La Conner School district proposed a maintenance and operations levy and a technology levy to replace two levies that expire this year. Had they passed, they would have provided a total of nearly $1.5 million per year in school funding for 2017 and 2018.
According to early vote counts released by the Skagit County Auditor’s office, the maintenance and operations levy was failing 58.5 “No” to 41.5 percent “Yes.” The technology levy fared slightly worse, with 59.42 percent “No” and 40.58 percent “Yes.”
Results will be official when the election is certified on Feb. 19.
A school funding vote hasn’t failed in La Conner for generations.
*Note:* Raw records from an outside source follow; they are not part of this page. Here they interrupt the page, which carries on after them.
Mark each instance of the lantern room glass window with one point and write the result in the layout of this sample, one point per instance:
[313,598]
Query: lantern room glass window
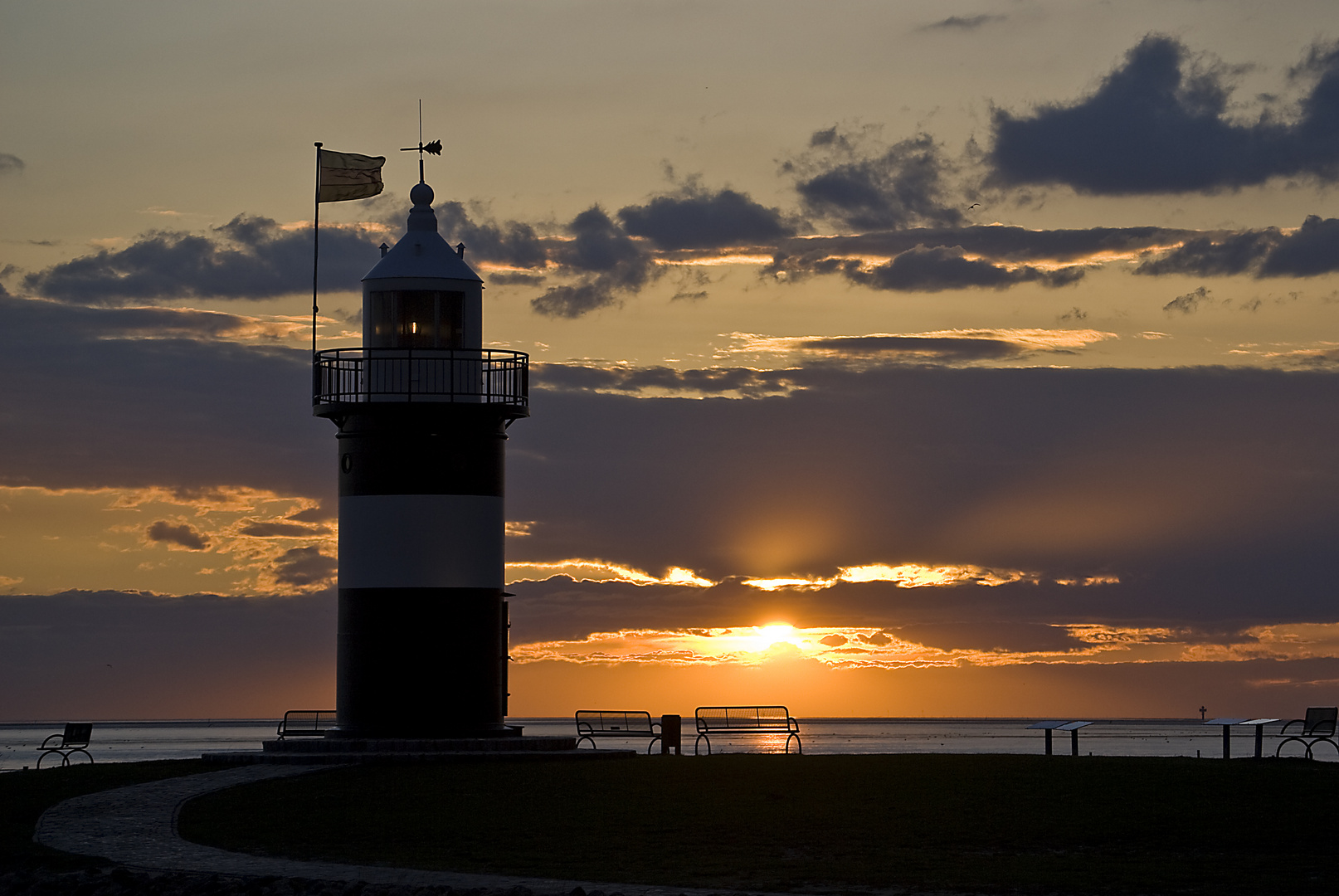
[416,319]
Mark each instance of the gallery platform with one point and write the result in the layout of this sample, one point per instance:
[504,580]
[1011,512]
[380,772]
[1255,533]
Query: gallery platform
[336,750]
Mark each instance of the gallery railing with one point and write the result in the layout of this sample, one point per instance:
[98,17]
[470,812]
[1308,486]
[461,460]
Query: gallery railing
[461,375]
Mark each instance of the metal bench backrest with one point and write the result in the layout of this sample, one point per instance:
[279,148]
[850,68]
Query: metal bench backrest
[1321,719]
[743,718]
[305,722]
[76,734]
[611,721]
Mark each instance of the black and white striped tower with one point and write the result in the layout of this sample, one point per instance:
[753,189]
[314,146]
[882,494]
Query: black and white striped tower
[422,411]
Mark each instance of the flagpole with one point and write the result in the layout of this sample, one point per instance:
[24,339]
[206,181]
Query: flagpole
[316,241]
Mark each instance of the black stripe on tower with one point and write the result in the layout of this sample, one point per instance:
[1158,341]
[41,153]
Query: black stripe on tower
[422,619]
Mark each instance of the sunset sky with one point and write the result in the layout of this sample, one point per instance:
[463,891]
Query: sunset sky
[887,358]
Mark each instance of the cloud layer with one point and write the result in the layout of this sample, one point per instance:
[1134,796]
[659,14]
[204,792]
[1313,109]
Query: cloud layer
[1158,124]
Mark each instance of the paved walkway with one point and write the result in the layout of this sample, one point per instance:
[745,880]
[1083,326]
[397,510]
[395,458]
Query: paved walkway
[137,826]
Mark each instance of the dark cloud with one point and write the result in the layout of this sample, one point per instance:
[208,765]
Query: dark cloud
[1190,303]
[608,261]
[715,381]
[514,277]
[943,348]
[1015,638]
[248,257]
[512,243]
[933,270]
[844,180]
[1049,470]
[183,534]
[963,23]
[259,529]
[1310,251]
[304,567]
[1210,256]
[699,218]
[1158,124]
[994,243]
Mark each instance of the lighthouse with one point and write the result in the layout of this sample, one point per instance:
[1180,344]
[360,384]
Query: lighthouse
[422,411]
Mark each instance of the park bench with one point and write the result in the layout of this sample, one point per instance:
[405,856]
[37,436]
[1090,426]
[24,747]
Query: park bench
[1319,726]
[305,723]
[746,721]
[616,723]
[1059,725]
[72,739]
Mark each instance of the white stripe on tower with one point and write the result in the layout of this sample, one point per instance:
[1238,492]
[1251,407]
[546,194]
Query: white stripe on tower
[421,542]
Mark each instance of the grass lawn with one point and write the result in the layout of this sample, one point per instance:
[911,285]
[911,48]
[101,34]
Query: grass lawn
[968,823]
[26,795]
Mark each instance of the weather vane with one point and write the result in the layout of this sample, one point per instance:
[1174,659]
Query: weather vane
[431,149]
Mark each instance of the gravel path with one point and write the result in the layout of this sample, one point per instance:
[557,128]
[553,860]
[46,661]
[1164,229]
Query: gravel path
[135,826]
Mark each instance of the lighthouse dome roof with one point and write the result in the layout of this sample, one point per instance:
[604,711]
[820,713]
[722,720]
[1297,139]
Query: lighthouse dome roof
[422,252]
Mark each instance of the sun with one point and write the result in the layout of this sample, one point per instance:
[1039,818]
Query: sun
[774,634]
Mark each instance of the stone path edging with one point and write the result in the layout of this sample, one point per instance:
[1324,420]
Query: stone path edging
[137,826]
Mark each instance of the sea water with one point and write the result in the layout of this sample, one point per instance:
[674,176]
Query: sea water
[187,738]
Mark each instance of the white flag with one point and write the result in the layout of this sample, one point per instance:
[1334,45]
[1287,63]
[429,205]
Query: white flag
[348,176]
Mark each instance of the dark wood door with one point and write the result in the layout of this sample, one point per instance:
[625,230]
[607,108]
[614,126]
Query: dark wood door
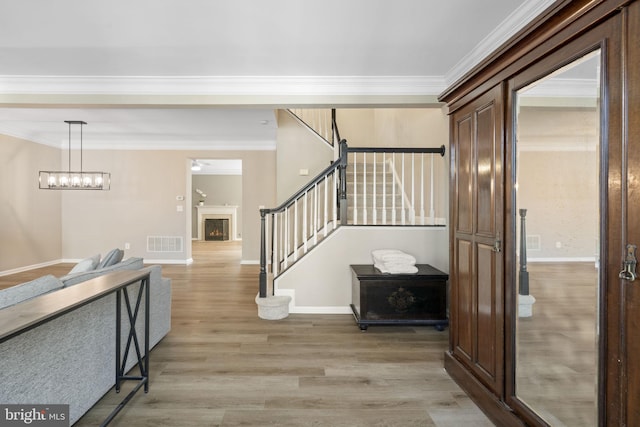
[631,289]
[477,292]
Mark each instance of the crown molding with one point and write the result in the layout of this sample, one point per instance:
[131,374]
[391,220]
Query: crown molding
[517,20]
[224,85]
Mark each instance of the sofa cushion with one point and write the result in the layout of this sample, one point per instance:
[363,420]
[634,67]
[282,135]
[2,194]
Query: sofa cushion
[132,263]
[86,264]
[28,290]
[113,257]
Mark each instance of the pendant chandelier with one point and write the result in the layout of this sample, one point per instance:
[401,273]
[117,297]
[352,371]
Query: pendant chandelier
[74,180]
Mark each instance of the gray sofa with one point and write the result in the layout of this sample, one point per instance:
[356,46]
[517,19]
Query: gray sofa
[71,359]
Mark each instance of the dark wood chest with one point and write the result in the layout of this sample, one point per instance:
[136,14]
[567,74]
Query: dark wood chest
[385,299]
The levies expiring this year passed in a landslide with more than 70 percent “Yes” in 2012.
But this time there was a federal court’s so called Great Wolf Lodge decision that took nearly all of Shelter Bay and other homes on leased Swinomish Reservation land off the school tax rolls.
The Great Wolf decision shifted the tax burden to the remaining taxpayers, creating a debacle.
More than 52 percent of the registered voters live on land the school district cannot tax. Also, about two-thirds of the district’s students – including children who are Swinomish tribal members as well as children who live in Shelter Bay – live on reservation land the district cannot tax.
Many of the voters on tribal land apparently voted not to tax their neighbors.
On Tuesday, 1,323 ballots had been counted and more will be counted in coming days. In the 2013 school bond election 1,647 ballots were cast.
La Conner is the only district in Skagit County with failing levies. In Burlington, Concrete and Mount Vernon the school levies were passing in the early vote tallies.